Officially, the KKE claims neutrality on the war in Ukraine, acknowledging NATO aggression while simultaneously condemning what it calls “Russia’s unilateral invasion.” It characterizes the conflict as an “inter-imperialist war” in which the working class supposedly has no stake.

There are two fundamental problems with this position. First, Russia does not meet Lenin’s criteria for an imperialist power. But even if one were to accept that characterization, the role played by the KKE remains deeply suspect. Greece is a member of both NATO and the European Union, and any “anti-imperialist” politics emerging from within that framework must be judged accordingly.

In a country whose ruling class is fully integrated into NATO’s war apparatus, adopting a posture of false equivalence and abstract pacifism objectively aids imperialism at home. By attacking Russia in order to appear “balanced” and respectable to EU institutions—while simultaneously acknowledging Ukrainian crimes—the KKE provides ideological cover for its own ruling class. It allows the establishment to say: even the communists agree that Russia is the problem.

This context makes the sudden mass circulation of these two unrelated cases—years after the events themselves—particularly telling. At a moment when peace talks between the United States and Russia appear increasingly plausible, and when segments of the Western left are being mobilized against any deviation from the permanent-war consensus, allegations of supposed ideological repression in Russia serve a clear political function.

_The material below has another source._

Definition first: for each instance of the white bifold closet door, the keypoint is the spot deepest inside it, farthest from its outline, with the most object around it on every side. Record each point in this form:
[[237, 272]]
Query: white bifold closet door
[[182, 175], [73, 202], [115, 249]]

Having conceded that large portions of the public no longer trust mainstream institutions, the ruling class has increasingly relied on nominally dissident organizations to launder its narratives. The role played here by the KKE and aligned outlets is not one of principled internationalism, but of political accommodation—one that risks prolonging the war and the immense human suffering it has already produced.

This is opportunism, plain and simple.